Sunday Night Optimism 

You know those awful ten things posts? Yeah, I’m going to do one of those. 

I was being a bit of a grumpybum earlier, so decided to a list of reasons to be happy.

*accessibility warning – there are some fast rolling image gifs at the end of this post*

1. This guy. We’ve been together nearly 13 years & married for 11 of those this year. Aside from snoring like a dying gruffalo, he’s pretty amazing.

2. Mrs Gypsytree visited this summer. We didn’t get to see each other as much as we’d like as their summer started a month before ours does, but we got a lovely evening in where we celebrated them finally owning a real proper house in Norn Iron. I still miss her being a few minutes up the road, but they’re ever so happy & that’s good. 

3. I’m superhuman.
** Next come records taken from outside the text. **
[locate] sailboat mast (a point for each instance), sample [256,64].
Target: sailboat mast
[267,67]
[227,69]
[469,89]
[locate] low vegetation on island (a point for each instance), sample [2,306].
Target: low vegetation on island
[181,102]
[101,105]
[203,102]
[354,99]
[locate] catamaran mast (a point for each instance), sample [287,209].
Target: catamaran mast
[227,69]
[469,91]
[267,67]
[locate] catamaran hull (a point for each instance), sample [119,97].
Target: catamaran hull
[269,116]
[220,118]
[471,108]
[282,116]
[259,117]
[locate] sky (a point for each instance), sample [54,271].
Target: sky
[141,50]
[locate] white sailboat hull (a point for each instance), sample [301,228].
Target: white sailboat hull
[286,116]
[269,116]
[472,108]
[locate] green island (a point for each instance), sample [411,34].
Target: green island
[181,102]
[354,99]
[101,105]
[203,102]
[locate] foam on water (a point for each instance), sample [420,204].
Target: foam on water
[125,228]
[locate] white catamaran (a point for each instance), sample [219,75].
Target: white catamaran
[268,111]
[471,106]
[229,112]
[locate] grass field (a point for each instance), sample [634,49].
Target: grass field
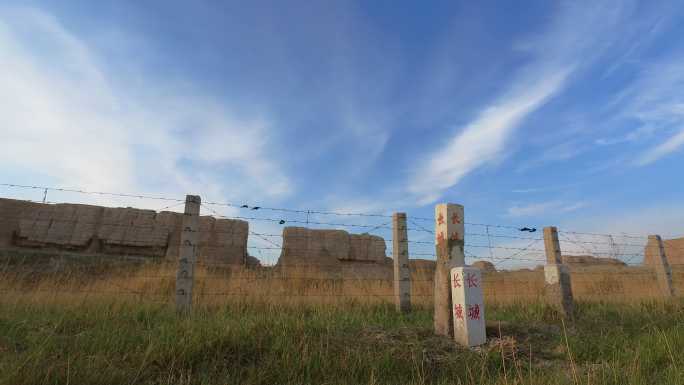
[101,342]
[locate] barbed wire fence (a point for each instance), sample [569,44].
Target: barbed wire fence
[288,266]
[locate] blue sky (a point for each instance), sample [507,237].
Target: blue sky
[547,113]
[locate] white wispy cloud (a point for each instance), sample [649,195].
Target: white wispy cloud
[67,120]
[555,55]
[656,100]
[671,145]
[483,140]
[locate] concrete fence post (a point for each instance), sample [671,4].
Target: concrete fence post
[557,285]
[449,236]
[187,253]
[402,274]
[656,251]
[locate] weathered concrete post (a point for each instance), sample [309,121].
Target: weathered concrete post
[557,288]
[402,275]
[187,253]
[449,233]
[658,258]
Wheelchair racing has transformed being in a chair from a loss of mobility to a doorway to new friends, supportive but very real competition, and a sport that I can participate in for the first time since forever without crippling pain. Don’t get me wrong, it hurts, in fact on the first corner of this particular race my hip popped so badly that it came all the way out & I pushed 800m with a fully dislocated hip & a subluxed shoulder. At the end I was gasping for breath & Mr Geek had to haul me out of the chair and push everything back in & feed me morphine.

BUT, I competed in my first race with my friends, showed people we’re enabled, & we all came away with fist bumps and massive smiles.

This is the face of someone who is going to FINISH this race.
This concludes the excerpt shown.